Abstract

A trinomial tree model based on the delay real option is developed to evaluate the carbon capture and storage (CCS) retrofitting investment for existing coal-fired power plants in the context of the 45Q tax credit. The uncertainties regarding the carbon price, the CCS retrofitting investment cost, the operation and maintenance (O&M) cost, the CCS investment subsidy scenarios, and the allocation ratio of the carbon dioxide (CO2) storage subsidy between the coal-fired power plants and CO2 storage enterprises are taken into consideration. The results show that if the allocation ratio of the CO2 storage subsidy for coal-fired power plants is zero, the full government subsidy for the initial CCS investment cost and clean electricity tariff (0.015 CNY/kWh) are not sufficiently attractive for the coal-fired power plants to invest in CCS and the critical allocation ratio is 17.8% in this case.
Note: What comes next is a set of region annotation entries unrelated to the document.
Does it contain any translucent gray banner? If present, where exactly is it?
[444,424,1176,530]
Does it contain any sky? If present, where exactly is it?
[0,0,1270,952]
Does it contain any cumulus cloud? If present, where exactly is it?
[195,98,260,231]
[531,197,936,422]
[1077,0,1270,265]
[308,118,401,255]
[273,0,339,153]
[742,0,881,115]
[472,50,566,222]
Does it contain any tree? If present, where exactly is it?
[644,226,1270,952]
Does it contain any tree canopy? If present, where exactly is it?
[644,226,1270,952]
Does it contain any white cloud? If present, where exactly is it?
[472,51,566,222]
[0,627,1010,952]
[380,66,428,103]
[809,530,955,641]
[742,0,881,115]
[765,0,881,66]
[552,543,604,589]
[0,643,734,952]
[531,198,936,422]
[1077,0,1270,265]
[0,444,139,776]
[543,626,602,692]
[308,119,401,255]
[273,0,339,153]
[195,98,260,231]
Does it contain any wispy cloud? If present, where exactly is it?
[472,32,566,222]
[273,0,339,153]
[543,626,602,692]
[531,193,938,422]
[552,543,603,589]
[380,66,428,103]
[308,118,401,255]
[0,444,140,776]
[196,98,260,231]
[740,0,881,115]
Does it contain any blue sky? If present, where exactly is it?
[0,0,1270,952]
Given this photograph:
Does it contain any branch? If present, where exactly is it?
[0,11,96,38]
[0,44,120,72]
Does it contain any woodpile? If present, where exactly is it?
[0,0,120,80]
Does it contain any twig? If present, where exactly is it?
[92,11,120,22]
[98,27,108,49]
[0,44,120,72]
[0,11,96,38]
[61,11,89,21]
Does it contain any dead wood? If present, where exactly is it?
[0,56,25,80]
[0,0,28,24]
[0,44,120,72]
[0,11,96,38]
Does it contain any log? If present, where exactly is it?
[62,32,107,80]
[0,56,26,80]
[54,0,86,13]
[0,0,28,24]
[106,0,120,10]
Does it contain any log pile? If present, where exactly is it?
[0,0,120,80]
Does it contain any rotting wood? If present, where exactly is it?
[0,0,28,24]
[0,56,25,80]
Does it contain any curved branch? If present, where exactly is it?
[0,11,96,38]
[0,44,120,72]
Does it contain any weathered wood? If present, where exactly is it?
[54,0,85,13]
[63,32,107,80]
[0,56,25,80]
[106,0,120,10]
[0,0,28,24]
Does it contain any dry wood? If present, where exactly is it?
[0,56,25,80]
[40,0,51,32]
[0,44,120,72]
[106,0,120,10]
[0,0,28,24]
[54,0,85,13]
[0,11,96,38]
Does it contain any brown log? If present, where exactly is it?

The critical allocation ratio increases to 26.4% if the government subsidy for the initial CCS investment cost is zero. Moreover, if the government subsidy for the initial CCS investment cost and clean electricity tariff are both canceled, the coal-fired power plants need to receive at least 33.3% of the CO2 storage subsidy to invest in CCS. The results provide theoretical support for the decision-making regarding CCS retrofitting investment and CCS subsidy policy-making.